「ただいま」
そう言って帰ってきた由美は以前とはまったく別の姿になっていた。
真夏には似つかわしくない長袖にフード付の上着、足元まで隠れるパンツ。だが、そこから僅かに覗く肌は銀色の光を放っていた。
玄関まで来ると、ほとんど無かった表情が困ったようなものへと変わる。
「足、どうしよう?」
銀色に輝くヒール付の足を見て言う由美に、
「そのまま上がって」
と、促す事しかできなかった。
全ての襖を閉め、窓にカーテンをかけ、一番奥の部屋まできて由美は口を開いた。
「それじゃあ、服を脱ぐね」
手始めに取った手袋の下からは銀色の金属製の手が現れ、フードを外すと銀色の髪が広がり、上着の下からは銀色の豊満な女性体型の機械が姿を見せ、ズボンを脱ぐとスラリと伸びた銀色の足から直にヒールが生えていた。
胸の上にD1というプレートがあるのとヒール状の足以外は、ほぼ人間と同じ姿をしていた。ただ銀色の金属であるという事を除いて。
「一応、1等兵器っていう階級が新設されて、扱いは少尉待遇ってことになるみたい。まあ、それ以外に色々制約があるみたいだけど」
はにかみながらそう言う由美の姿に胸が痛んだ。
【Dプロジェクト試作機】
そんなメールが父のアドレスに送られてきたのは半年ほど前だった。
だが、そんなメールは四菱重工社長である父の目に止まる事は無く、閲覧すらされることなくパソコンのデータの片隅に仕舞われてしまった。
そして、そこに添付されたデータの重要性に気付く者は誰もいなかった。
妹の由美が誘拐されたのはそれから10日後の事だった。
大袈裟な送り迎えを嫌がる由美の性格が災いした。
下校時、いつも一緒の友人が呼び出され独りになった時、攫われたのだ。
後の警察の捜査で友人を呼び出したのは犯人の工作だった事が明らかになった。
大企業の社長令嬢の誘拐。その日のうちに警察は動き出した。
だが、これと言って有力な情報が見つからないうちに犯人からの連絡があった。
フリーのアドレスからのメール。
そこには由美を使ってDプロジェクトを再開するとの言葉と、手術台に拘束された由美の姿の画像ファイルだけだった。
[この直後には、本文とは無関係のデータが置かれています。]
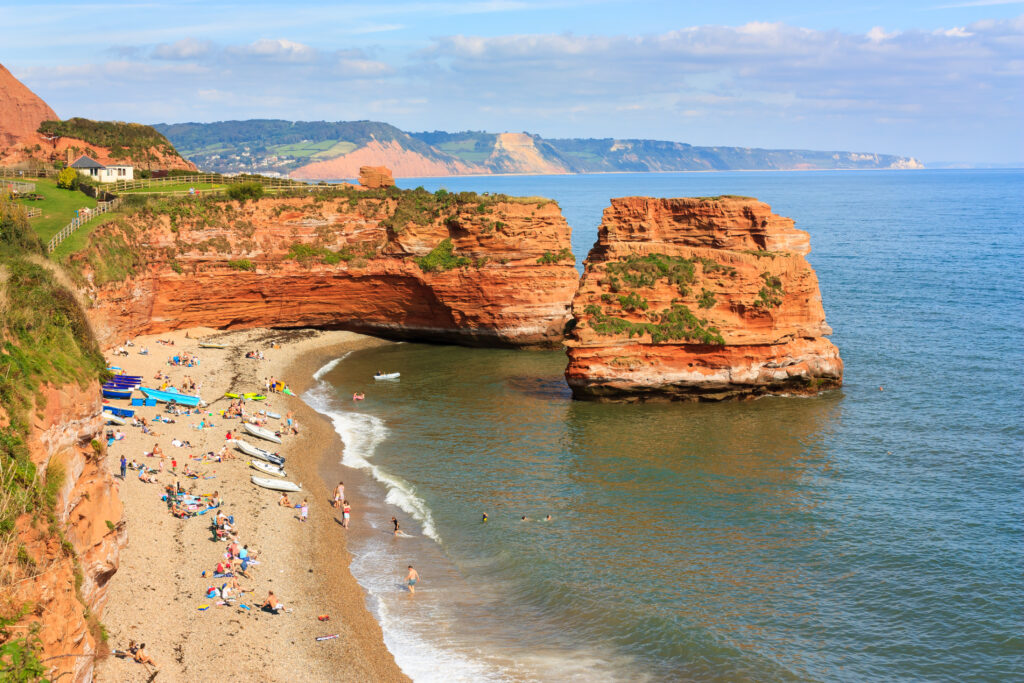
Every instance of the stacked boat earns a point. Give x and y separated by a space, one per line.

Dプロジェクト、それは父が以前に闇に葬った兵器開発プロジェクトだった。
軍と太い繋がりのある四菱重工が今までと全く異なる兵器を開発しようとしたもの。
その非人道的なプランゆえ一切の日の目を見ることなく、開発責任者の解雇と共に抹殺されたものだった。
それは戦場における画期的無人兵器と言う触れ込みであった、しかしそれは決して無人などではなかった。
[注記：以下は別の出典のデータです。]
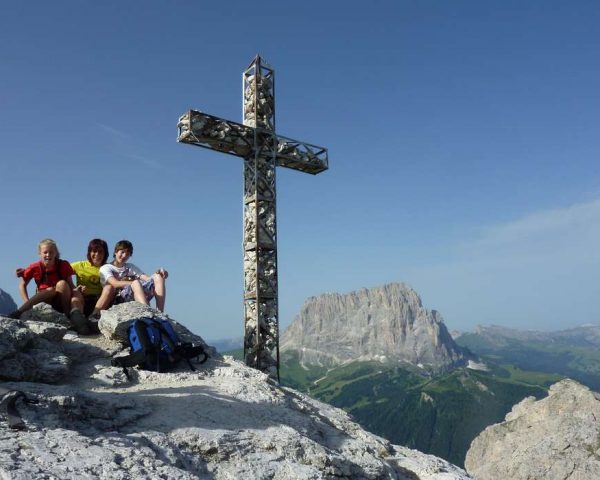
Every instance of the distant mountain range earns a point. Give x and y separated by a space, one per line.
379 354
572 353
387 324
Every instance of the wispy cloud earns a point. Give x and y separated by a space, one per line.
545 223
539 271
148 162
124 143
114 132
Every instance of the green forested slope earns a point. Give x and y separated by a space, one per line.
439 415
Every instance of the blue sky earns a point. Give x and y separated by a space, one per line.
463 139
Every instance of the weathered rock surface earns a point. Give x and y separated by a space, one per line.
223 421
7 304
29 351
385 323
556 438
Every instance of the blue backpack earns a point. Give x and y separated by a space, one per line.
154 345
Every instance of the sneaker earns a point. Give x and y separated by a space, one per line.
79 322
93 323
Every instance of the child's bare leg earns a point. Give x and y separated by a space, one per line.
42 296
77 300
63 289
160 291
138 292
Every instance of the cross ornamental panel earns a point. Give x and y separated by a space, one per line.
262 150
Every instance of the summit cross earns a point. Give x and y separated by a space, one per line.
262 150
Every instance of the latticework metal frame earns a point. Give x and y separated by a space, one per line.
262 150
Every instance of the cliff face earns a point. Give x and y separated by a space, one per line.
222 421
384 323
557 437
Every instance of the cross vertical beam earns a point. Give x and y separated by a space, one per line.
261 312
262 150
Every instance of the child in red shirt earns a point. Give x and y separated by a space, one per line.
54 286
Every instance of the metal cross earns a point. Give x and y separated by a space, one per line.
262 150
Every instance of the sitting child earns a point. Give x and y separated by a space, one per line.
54 286
130 282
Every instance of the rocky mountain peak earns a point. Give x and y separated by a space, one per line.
383 323
557 437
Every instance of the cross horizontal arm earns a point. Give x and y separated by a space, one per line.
207 131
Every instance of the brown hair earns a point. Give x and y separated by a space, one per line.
123 245
95 244
50 242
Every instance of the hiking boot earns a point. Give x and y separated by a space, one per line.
79 323
93 322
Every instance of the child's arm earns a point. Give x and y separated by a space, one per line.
23 289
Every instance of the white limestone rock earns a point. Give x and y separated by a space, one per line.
31 354
223 421
555 438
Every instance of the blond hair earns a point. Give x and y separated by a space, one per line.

いやそれが最早人で無いとするなら、無人と言えなくも無いだろう。
人間を改造しサイボーグ兵器に作り変えるというものだった。
工藤という開発責任者は解雇された後、行方をくらませた。
データは全て破棄され、二度と口に上がる事はなかった。
ただ、社長室を出て行く工藤が発した「私はDプロジェクトを諦めない」という言葉のみを残して…
この後、10日前に送られてきたメールが発見される。
そこには、Dプロジェクトの試作機、D1ーYUMIの設計図と手術方法が掲載されていた。
それはその名の通り、由美を素体として使用することを前提としており、身長や3サイズなど体型や体質などが正確に記されていた。
全身を機械に置き換え、残っているものは脳の一部と神経系のみだった。
皮肉か出来上がりの予想図は生身の由美の体とほぼ変わらない体系になっていた。
それを見た父の狼狽は信じられない物だった。常に慌てずどっしり構えていた父がこの世の終わりかという慌てぶりだった。
母は気を失い、病院へと担ぎ込まれた。
1週間後、一枚のDVDが送られてきた。
再生された動画は由美が改造されるシーンを映した物だった。
解体されていく生身の体が、金属製の機械で再構成されていく。
捜査官がそのスプラッタな光景を目にしてトイレに駆け込む。
僕は父とその光景に立ち竦んでいるだけだった。
さらに1週間経つと、新たなDVDが送られてきた。
そこには、目を開けた由美の姿が映されていた。ご丁寧に初起動とのテロップ付で。
「元に戻して」と懇願する由美に「無理だ」と言い放ち、自分に従い兵器D1として動く事を強要している姿が映し出され、戦闘訓練をさせれる姿が映し出された。
2週間後、送られてきたDVDにはD1−YUMIと称し、最高の無人兵器だと自らパフォーマンスする由美の姿があった。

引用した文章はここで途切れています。